La scena clou di questa schematica e del tutto derivativa opera dello svedese Mikael Håfström è quella in cui due giovani, rappresentanti dello scetticismo del moderno, sono chiusi nella stanza che contiene il “vecchio” demonio interpretato da Anthony Hopkins. E vince lo scetticismo, non certo secondo le intenzioni degli autori, quasi intenti a comporre un film di propaganda sulla fede in Dio: prima favoriscono l’identificazione dello spettatore con il miscredente protagonista, poi lo inondano di prove dell’esistenza del soprannaturale. Håfström, purtroppo, non conosce ambiguità, si schiera con il demonio e le sue inequivocabili manifestazioni, ottenendo, non volutamente, che le resistenze del giovane Michael diventino ottusità inverosimili. Anche lo sceneggiatore Michael Petroni lascia poco spazio all’interpretazione altra (schizofrenia) quando, prendendo le mosse dal libro “Storia vera di un esorcista” di Matt Baglio (giornalista che ha seguito il corso di esorcismo a Roma), inventa la scena in cui l’indemoniata sputa i chiodi della croce.

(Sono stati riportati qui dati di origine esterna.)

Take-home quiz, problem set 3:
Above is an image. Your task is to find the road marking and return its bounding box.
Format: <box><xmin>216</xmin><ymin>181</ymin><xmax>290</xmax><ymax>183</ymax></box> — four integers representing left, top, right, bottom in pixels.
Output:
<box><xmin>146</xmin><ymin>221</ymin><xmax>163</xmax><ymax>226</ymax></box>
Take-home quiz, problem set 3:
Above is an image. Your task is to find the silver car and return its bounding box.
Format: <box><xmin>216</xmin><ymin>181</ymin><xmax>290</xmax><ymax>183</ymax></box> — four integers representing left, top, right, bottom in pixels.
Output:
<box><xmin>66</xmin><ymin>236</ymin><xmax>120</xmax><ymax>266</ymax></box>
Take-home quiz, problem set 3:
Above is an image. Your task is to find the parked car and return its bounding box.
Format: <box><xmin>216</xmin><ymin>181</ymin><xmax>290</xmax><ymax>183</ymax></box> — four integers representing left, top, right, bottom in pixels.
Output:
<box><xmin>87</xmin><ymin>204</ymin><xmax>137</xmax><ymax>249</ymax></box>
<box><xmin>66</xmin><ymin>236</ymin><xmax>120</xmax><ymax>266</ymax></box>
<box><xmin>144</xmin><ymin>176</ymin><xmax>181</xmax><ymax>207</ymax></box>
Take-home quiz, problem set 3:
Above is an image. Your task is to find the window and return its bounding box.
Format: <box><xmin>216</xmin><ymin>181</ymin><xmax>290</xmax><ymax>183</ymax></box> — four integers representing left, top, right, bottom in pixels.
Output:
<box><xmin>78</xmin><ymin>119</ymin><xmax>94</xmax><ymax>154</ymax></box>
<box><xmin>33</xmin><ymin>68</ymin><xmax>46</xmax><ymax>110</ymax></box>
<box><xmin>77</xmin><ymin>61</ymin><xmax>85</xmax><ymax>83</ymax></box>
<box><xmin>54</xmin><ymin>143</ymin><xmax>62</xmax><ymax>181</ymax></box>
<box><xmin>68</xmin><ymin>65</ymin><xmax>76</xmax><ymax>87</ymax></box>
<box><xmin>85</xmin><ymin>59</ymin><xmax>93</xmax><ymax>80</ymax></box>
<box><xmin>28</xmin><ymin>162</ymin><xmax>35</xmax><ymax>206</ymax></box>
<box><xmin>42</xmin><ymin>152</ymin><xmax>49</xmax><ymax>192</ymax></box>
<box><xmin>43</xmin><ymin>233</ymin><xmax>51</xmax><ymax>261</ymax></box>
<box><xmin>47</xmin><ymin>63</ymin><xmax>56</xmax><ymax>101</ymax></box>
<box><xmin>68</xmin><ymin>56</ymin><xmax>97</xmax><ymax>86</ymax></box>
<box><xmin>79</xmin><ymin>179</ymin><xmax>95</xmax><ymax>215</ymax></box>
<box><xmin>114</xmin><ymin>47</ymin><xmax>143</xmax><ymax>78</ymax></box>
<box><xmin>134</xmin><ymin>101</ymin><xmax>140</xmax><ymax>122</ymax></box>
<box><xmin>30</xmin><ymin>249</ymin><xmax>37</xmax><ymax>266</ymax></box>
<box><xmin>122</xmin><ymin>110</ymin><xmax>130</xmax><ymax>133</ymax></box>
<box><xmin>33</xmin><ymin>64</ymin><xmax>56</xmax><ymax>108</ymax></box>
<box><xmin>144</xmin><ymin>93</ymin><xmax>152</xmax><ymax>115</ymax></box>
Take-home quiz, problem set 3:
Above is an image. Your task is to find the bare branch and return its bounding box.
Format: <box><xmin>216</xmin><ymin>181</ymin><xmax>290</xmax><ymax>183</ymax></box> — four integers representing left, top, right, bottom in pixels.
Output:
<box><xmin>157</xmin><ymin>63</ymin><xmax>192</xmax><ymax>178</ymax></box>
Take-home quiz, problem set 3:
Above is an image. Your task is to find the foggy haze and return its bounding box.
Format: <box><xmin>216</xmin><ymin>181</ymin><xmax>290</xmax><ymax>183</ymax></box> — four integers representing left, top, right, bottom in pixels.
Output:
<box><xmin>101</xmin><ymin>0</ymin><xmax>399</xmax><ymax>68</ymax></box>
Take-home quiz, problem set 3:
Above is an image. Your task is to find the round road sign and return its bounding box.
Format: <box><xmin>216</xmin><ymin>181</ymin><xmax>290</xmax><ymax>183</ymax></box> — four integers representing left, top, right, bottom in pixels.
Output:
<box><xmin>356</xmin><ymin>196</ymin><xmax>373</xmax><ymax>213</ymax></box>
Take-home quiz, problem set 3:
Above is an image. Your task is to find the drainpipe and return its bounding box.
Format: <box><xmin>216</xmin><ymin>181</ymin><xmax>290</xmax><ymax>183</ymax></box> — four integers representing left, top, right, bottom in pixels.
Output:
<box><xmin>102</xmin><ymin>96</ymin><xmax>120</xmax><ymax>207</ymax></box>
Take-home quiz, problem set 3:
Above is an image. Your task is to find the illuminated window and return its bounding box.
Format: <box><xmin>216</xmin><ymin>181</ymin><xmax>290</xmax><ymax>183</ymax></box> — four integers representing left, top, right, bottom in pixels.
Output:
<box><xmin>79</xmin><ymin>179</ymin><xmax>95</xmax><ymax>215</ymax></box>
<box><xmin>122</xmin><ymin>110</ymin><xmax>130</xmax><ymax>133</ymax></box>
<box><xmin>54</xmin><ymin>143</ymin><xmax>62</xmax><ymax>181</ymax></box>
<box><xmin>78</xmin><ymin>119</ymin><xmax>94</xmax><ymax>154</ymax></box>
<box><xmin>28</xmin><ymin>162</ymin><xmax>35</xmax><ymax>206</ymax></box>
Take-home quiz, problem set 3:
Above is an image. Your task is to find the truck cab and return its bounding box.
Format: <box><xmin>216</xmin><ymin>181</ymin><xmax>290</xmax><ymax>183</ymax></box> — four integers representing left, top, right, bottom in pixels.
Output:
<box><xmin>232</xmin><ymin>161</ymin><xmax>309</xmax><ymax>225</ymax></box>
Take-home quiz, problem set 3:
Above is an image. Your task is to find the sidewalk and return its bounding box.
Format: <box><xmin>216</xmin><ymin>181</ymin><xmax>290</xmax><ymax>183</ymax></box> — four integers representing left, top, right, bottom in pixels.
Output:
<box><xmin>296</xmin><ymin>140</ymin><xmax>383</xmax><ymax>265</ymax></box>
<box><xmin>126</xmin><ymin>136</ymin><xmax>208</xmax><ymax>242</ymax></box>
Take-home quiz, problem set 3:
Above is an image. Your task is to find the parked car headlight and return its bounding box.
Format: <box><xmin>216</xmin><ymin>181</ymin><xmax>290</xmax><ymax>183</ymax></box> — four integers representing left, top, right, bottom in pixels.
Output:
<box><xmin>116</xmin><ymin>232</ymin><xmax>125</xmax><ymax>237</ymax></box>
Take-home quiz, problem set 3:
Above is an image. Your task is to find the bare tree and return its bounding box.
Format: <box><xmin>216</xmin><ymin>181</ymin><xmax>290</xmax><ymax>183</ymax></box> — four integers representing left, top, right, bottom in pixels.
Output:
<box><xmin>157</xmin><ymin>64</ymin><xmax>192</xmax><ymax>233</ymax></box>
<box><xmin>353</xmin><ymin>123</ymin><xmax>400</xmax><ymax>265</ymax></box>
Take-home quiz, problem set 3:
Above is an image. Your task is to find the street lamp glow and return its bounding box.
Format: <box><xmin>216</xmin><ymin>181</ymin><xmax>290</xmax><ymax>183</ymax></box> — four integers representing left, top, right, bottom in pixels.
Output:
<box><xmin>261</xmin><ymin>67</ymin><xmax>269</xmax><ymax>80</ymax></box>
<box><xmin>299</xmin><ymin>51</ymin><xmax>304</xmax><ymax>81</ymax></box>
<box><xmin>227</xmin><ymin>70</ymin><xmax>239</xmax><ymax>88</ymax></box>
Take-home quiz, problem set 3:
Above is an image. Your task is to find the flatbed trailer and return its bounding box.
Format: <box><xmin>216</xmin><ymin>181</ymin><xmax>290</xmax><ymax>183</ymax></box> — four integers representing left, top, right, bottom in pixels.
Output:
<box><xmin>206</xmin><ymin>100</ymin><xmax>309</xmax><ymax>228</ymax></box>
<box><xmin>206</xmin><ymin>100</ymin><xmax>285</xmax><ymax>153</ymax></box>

Diventa presto evidente che ciò che con tutte le forze produzione, regia, sceneggiatura ed interpreti vogliono è propinare l’ennesimo horror satanico stile L’Esorcista ottenendo, dopo trent’anni di scopiazzature, il premio per la peggior copia carbone. Non c’è evento demoniaco, rituale pretesco, situazione “drammatica” dell’uomo senza fede che non sia stata già vista e detta da quel capolavoro. Azzerato lo sforzo creativo, accertata l’inabilità del regista a trattare anche sottotemi psicologici più raffinati (vedi lo scetticismo di Michael, figlio del trauma della madre morta), resta sul piatto una sbobba che non fa paura e, peggio, sposa il ridicolo involontario nella serietà e convinzione d’approccio. E Anthony Hopkins, più enfatizza la sua recitazione, più fa male al film.